I evaluated other implementations of RandomForest for regression which returns correct weights (weights which are expected).

Best regards
Marcin

Answers

  • Telcontar120
    Telcontar120 New Altair Community Member
    I had submitted a big quite some time ago regarding the RandomForest weights.  It looks like it may still be uncorrected and this is another example of the same underlying issue.
  • marcin_blachnik
    marcin_blachnik New Altair Community Member
    Hi

    I'm surprised that such requests are ignored. Many use RandomForest weights as a feature importance indicator and make serious decisions based on it.
    It would be also nice if someone from RM would answer "thank you, we will analyze the reported issue" but there is no response.

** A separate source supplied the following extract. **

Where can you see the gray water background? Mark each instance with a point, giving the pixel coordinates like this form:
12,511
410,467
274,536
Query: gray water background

    Below I attach another process where it can be seen that the attribute with pure noise is the second most important variable according to RapidMiner implementation of RandomForest (the most important also seems to be attribute selected by chance). Because the trees are simple (5 trees of depth 5) one can count how many times each attribute appeared as a decision node. The noise variable is the least important.

  • MartinLiebig
    MartinLiebig
    Altair Employee
    Hi,
    I have the odd feeling, that the weights generation does not take the number of examples into account, but just sums the gain node. Would this explain the behaviour?

    ~Martin
  • marcin_blachnik
    marcin_blachnik New Altair Community Member
    HI

    I haven't checked the source code but I have a feeling that the problem is deeper. In the example from my previous post, where the Random Forest consists of 5 trees it can be seen that the noise attribute A5 appears only twice in the trees, while A3 and A4 appear the most often. For classification, the weights work correctly so I think that may be related to the criterion and its properties.
    Never the less it would be great if RM correct it in the upcoming release.

    Best regards
  • gmeier
    gmeier New Altair Community Member
    edited January 2021
    thank you for the bug report. We found the problem and fixed it. It will be part of the next release.